Es ist das Jahr 2018 und Du willst deine Eltern schocken? Sei rechts. Wer sich früher vom so genannten Mainstream absetzen wollte, schloss sich einer (linken) Subkultur an. Doch diese scheinen immer mehr zu verschwinden und was bleibt da noch an Provokation in Sachen Pop: Populismus.
Wie sehr und ob überhaupt Popmusik zu Populismus führen kann, zeigt eine 2018 heftig geführte Debatte in Großbritannien und die hierzulande vielleicht überraschende Frage: Ist Britpop Schuld am Brexit?
Don’t Look Back In Anger
Ein Thema, das 2018 immer wieder aufkochte und auch am Ende des Jahres ungelöst ist, ist der Brexit: In Großbritannien, einem Land, das derzeit gespaltener als je erscheint, wird auch die Frage diskutiert, ob ein musikalisches Phänomen den Weg dazu geebnet hat, nationalistischer zu denken. In vielen Medien wie zum Beispiel dem Guardian, diversen Musik-Blogs oder von Poptheoretikern wie Jon Savage, wird die These vertreten, der Britpop sei mitschuldig am Brexit. Die Vorgaukelung einer heilen nostalgischen englischen Welt, die nostalgische Rückbesinnung auf Bands wie The Kinks, The Beatles, The Rolling Stone und die Rückkehr der Macho-Kultur und Pub-Idealisierung führten zu einem Hedonismus und Patriotismus im Land, der als „Cool Britannia“ gefeiert wurde. Bands wie Blur und Oasis ließen sich von Politikern wie Tony Blair vereinnahmen, man war nicht nur musikalisch wieder wer, man wollte es auch dem Rest Europas selbstherrlich zeigen. Damon Albarn und Noel Gallagher wachten schnell aus diesem Rausch auf, die Katerstimmung nach dem Ende des Britpophypes blieb hingegen lange in der Luft hängen wie abgestandener Bierdunst im Pub.

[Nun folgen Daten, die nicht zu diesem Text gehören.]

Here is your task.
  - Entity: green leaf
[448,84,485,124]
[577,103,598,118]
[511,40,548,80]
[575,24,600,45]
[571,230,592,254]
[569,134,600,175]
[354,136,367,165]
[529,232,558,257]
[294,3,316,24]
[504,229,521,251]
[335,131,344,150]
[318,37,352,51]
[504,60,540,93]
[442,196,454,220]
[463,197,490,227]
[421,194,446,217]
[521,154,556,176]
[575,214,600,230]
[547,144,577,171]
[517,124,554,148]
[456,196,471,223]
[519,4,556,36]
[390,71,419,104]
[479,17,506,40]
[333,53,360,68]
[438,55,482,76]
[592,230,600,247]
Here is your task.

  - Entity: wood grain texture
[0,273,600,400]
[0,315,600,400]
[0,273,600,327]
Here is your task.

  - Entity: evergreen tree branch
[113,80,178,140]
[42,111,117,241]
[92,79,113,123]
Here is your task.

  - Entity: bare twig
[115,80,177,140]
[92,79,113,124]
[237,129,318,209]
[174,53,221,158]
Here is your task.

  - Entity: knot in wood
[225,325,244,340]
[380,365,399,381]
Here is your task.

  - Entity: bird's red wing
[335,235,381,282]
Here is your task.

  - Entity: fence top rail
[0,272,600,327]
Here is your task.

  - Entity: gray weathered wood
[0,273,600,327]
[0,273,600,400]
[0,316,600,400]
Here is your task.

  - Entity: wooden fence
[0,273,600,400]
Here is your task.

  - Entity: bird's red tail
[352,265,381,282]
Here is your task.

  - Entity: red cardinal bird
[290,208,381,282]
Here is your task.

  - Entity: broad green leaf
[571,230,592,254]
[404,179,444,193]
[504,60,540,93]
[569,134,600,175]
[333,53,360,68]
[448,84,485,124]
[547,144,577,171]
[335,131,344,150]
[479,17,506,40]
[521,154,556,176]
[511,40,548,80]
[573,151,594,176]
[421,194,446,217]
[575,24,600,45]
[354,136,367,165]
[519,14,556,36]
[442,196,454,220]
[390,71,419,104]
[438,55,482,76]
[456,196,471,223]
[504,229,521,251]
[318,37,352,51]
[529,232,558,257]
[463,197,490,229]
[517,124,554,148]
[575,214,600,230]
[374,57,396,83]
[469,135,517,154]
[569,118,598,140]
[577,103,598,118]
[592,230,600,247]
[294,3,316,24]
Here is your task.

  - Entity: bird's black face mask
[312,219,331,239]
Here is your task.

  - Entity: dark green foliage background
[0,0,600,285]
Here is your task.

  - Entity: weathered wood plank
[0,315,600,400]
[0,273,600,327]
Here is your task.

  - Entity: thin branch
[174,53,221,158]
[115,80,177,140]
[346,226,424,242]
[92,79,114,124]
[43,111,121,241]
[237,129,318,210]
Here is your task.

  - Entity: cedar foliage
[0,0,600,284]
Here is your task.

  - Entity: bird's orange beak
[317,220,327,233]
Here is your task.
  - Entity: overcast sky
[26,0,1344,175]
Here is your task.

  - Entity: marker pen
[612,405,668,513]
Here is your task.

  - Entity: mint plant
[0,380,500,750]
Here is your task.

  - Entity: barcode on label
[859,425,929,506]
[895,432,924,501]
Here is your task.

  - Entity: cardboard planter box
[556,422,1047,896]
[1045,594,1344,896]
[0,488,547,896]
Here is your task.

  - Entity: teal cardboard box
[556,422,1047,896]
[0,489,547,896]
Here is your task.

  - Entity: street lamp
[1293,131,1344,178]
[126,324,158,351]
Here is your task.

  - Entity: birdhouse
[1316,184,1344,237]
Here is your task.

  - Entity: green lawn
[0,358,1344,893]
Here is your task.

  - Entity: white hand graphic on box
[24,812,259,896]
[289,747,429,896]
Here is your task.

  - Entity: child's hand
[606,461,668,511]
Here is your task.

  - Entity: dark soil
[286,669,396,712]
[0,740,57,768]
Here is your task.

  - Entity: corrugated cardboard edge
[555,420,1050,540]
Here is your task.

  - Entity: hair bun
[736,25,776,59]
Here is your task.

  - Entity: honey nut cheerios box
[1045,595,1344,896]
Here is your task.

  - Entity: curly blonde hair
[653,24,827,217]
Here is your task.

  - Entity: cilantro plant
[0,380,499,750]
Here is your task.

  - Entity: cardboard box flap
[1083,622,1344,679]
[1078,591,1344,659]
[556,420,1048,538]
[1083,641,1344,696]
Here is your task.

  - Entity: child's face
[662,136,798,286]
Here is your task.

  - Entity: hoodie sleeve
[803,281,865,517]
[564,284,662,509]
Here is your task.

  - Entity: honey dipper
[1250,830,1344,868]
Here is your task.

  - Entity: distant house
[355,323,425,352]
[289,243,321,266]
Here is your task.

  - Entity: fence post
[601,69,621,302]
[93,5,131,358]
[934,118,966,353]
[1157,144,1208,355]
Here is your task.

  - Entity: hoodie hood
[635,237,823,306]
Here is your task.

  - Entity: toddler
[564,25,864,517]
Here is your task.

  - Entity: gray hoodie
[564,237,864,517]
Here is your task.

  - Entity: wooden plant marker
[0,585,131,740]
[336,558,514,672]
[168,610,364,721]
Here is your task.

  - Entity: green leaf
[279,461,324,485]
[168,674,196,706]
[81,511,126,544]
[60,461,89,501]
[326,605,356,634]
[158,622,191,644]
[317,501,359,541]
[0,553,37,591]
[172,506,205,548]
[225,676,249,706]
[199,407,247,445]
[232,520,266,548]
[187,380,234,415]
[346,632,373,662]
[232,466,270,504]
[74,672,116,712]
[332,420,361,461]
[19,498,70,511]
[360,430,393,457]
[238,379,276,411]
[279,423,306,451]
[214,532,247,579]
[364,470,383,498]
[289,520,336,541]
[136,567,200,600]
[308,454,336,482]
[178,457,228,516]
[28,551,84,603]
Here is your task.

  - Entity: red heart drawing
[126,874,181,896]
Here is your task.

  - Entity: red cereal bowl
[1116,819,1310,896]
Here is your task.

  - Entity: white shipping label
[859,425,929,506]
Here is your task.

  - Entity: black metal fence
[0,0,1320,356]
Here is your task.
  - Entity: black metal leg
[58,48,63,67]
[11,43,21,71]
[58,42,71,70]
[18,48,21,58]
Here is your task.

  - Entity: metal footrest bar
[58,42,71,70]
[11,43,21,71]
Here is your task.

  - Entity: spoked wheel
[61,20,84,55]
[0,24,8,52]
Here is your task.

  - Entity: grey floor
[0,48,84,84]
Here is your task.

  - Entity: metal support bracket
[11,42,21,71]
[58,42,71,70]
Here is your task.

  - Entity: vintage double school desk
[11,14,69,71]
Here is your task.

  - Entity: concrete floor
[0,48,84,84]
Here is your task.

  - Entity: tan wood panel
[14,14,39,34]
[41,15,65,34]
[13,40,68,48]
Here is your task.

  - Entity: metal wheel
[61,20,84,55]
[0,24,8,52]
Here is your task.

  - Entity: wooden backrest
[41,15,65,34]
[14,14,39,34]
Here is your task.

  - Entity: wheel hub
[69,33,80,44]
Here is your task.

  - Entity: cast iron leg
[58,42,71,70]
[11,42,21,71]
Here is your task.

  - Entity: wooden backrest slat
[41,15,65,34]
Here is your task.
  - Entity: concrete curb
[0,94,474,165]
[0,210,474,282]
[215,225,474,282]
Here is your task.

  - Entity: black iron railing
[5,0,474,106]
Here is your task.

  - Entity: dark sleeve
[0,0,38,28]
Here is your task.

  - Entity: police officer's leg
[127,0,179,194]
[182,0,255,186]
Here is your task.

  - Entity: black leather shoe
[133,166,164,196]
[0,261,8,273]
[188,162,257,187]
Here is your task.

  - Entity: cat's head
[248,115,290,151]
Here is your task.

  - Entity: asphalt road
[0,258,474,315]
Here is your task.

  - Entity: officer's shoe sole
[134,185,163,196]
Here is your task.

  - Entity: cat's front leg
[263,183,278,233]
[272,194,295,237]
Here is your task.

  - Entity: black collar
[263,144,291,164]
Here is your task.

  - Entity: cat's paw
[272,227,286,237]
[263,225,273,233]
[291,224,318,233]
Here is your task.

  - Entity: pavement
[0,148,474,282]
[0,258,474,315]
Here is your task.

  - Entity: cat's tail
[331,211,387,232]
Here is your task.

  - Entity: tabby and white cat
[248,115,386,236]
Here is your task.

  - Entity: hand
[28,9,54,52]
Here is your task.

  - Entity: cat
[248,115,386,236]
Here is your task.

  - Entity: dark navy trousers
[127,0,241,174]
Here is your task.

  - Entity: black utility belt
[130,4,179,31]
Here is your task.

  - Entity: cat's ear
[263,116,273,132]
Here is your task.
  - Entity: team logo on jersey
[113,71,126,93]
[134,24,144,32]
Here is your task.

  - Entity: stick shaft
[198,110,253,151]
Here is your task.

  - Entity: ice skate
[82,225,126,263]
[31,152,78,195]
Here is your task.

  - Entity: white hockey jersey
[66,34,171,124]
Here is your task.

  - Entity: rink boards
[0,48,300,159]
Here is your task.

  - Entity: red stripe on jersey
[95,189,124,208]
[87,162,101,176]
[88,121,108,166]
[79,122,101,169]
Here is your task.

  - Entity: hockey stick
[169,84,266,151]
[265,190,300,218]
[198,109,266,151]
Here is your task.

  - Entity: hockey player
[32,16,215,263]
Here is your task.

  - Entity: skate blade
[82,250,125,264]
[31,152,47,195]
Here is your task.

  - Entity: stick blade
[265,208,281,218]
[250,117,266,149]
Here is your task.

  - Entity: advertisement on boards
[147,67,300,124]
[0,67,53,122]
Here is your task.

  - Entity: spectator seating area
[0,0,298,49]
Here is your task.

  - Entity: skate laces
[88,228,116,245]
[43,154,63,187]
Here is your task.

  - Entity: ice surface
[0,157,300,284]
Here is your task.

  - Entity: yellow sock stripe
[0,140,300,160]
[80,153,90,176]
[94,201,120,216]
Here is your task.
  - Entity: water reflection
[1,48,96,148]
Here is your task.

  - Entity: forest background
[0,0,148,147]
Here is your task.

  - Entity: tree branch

Jenseits von England war man den vielen Klons der Britpopbands schnell überdrüssig, es entstand ein Graben musikalischer Interessen und was früheren Helden heute bleibt, ist eine Art musikalische Trauerbegleitung anzubieten. Albarn hat dies 2018 mit seinem Projekt The Good, The Bad And The Queen auf dem sehr guten Album „The Merrie Land“ gemacht, in dem der Brexit-Irrsinn verarbeitet wird. Die Band tut dies jedoch wieder mit nostalgischen Mitteln über Merrie Olde England. Auf den Punkt gebracht wird diese musikalische wie textliche Identitätssuche in den Zeilen „If you’re leaving please still say goodbye / And if you are leaving can you leave me / My silver jubilee mug / My old flag / My dark woods / My sunrise“. So ist „Merrie Land“ letzten Endes auch ein Liebesbrief an ein Land, dessen exzentrische Art zum einen zur Abschottung führen kann oder aber zur Offenheit (wie Albarn immer noch hofft).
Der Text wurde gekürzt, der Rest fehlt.